Wednesday, February 22, 2012

You Just Might Be A Missionary in Africa if…

1.       Your team refers to a tall wooden cabinet as “the refrigerator”

2.       You buy, enjoy, and don’t worry about the fact that your roasted peanuts were roasted in some sand. And I don’t mean clean packaged sand. I meant sandy dirt which was inevitably scooped up by some woman or child from somewhere near the area of the fire, and dumped into a pot with the nuts so they wouldn’t burn.

3.       You cross an international border to get online

4.       You’ve been stuffed into the back of a van which was already carrying 38 passengers

5.       You not only tolerate but begin to crave bean, egg, spaghetti sandwiches.

6.       You actually now prefer bucket showers

7.       You have a hard time remembering to “flush” when you’re away at hotels with indoor plumbing

8.       People walk into your clinic with complaints such as “there’s an animal in my stomach” and one of the most common complaints is machete wounds.

9.       Ibuprofen: Guinea Bissau ::  Narcotics: the United States

10.   You mix up banana bread before 9am so that it has all day to bake in the solar oven.
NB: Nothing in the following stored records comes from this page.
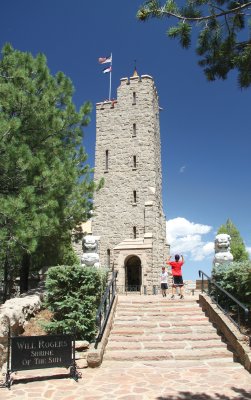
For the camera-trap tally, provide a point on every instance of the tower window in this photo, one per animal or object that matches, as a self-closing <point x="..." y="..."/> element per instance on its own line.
<point x="134" y="130"/>
<point x="134" y="162"/>
<point x="106" y="160"/>
<point x="134" y="232"/>
<point x="108" y="258"/>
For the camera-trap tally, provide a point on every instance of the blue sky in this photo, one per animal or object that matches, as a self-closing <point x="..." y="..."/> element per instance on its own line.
<point x="205" y="127"/>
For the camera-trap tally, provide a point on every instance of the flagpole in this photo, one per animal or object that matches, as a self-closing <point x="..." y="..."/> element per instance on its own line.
<point x="110" y="88"/>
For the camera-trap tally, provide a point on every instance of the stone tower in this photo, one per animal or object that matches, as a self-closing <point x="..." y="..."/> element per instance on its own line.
<point x="128" y="214"/>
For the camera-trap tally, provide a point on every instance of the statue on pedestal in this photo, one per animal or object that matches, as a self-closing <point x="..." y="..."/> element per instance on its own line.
<point x="90" y="255"/>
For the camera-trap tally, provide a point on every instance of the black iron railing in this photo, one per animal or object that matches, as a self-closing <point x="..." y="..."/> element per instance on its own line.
<point x="104" y="309"/>
<point x="237" y="312"/>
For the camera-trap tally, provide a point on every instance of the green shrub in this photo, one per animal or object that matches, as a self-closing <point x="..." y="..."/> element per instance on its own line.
<point x="236" y="279"/>
<point x="73" y="295"/>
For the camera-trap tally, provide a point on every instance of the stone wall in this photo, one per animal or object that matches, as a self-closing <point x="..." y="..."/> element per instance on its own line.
<point x="128" y="157"/>
<point x="14" y="314"/>
<point x="238" y="342"/>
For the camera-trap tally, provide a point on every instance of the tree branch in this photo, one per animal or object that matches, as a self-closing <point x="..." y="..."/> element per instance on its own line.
<point x="206" y="17"/>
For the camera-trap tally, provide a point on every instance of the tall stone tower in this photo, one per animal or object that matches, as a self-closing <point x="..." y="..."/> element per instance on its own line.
<point x="128" y="214"/>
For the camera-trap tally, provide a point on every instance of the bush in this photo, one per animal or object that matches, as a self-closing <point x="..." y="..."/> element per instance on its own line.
<point x="73" y="295"/>
<point x="236" y="279"/>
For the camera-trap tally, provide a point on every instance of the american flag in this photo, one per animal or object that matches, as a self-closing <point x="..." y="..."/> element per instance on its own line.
<point x="104" y="60"/>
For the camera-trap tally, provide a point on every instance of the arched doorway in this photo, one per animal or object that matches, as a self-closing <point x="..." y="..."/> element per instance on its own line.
<point x="133" y="274"/>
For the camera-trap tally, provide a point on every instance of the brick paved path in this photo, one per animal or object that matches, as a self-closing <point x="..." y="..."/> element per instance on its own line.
<point x="176" y="378"/>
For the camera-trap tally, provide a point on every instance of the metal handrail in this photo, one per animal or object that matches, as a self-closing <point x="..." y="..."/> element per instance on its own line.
<point x="215" y="299"/>
<point x="105" y="307"/>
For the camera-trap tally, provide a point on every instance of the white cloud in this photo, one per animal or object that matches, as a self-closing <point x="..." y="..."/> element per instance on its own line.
<point x="186" y="237"/>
Pray for lots of sunlight because if its gets too overcast you’ll have to go next door and pay the baker with a few Ibuprofen to finish baking it for you.
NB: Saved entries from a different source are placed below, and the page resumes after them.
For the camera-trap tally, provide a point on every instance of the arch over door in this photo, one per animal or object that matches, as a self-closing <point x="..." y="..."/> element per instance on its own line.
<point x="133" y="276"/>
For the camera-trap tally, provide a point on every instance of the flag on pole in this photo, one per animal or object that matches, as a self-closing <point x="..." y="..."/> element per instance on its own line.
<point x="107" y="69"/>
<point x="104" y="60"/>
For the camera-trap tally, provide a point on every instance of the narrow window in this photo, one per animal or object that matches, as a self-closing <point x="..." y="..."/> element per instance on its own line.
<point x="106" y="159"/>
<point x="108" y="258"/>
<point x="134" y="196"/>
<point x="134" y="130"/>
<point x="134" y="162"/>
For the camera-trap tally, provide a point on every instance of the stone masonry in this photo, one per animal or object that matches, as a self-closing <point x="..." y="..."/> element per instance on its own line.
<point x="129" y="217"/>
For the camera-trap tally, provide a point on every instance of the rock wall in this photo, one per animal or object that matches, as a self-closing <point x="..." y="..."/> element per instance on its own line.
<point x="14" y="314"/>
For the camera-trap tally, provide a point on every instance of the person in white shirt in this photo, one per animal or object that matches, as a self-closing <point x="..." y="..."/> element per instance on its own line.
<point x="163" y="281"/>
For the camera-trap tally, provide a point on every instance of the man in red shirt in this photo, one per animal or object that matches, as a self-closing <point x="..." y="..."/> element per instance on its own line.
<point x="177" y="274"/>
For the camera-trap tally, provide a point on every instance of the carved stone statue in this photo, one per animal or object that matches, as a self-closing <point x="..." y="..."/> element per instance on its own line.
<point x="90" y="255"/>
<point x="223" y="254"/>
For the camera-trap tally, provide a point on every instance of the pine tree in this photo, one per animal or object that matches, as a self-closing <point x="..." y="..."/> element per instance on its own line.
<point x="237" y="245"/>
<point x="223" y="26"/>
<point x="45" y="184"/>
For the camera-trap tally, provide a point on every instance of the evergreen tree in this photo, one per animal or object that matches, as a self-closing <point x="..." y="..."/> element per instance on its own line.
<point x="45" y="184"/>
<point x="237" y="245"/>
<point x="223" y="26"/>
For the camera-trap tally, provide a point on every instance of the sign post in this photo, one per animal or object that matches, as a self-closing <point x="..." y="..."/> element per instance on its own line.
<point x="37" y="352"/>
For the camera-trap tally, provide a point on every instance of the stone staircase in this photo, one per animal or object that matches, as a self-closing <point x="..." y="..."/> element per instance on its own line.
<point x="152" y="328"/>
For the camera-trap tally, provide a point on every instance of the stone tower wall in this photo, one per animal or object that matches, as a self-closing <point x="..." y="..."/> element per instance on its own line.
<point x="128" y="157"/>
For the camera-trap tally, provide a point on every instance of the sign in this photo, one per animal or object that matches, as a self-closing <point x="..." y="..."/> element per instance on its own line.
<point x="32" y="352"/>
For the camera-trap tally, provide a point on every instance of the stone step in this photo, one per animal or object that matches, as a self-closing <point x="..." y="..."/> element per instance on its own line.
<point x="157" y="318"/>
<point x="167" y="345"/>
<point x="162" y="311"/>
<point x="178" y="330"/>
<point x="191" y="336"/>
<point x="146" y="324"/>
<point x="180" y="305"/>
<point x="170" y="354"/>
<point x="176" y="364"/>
11.   You speak a language where “yo” is a verb, adjective, noun, you name it. It’s a complete thought.

12.   Everyone in the village knows which dog belongs to your teammate because he’s gentian violet purple due to his little skin problem.

13.   When someone says they’ll come  over around noon, you actually leave the house around noon to go buy some food, then you come home and get a shower, and finally you begin to cook expect lunch will be ready by the time they arrive.

14.   You wonder if your outfits either really dirty or ugly if no one has asked for it within the first few hours your awake

15.   You stare and point and then say “hey look, there goes a branco” when a car drives by with a white person inside.

16.   Half your teammates don’t own washcloths… nuff said

17.   You go “swimming” when you need to unplug the pipe in a cylindrical reservoir which collects water pumped for the well to water the palms… and you love it!

18.   A chicken has snuck in and laid eggs on a pile of your teammates’ dirty laundry in your bedroom… three days in a row!

19.   During an important phone call to a college in the US you say “sta ban” (its good) then hang up. Then one of your teammate erupts in laughter realizing that the person on the end of the line is probably wondering what on earth you just said to them.

20.   You and your teammates have already planned lunch dates where you will talk in a “secret language.” You’re actually planning to speak in Portuguese Kriol, a language that less than 0.2 percent of the world speaks.

21.   You don’t find it unusual to have a cow, a few pigs, or several goats tied on top of  your transport van… in addition to the (on average) 25-35 people, their small children, chickens, and others goods to sell packed inside.

22.   A kid walks through the gate and toward you with some sort of new pet in hand. Appears at first to be a puppy or something. Once he gets closer you realize it’s a GIANT dead RAT he’s planning to roast and eat.

23.   You’re in the clinic alone and suddenly it sounds like a little kid is coughing and coughing. So you get up and walk out on the veranda only to find a kid (the kind with horns and fur and on 4 legs) coughing up a lung. Good

24.   Members of your team say things like “I brought LOTS of underwear to Africa, at least 4 or 5 pairs.”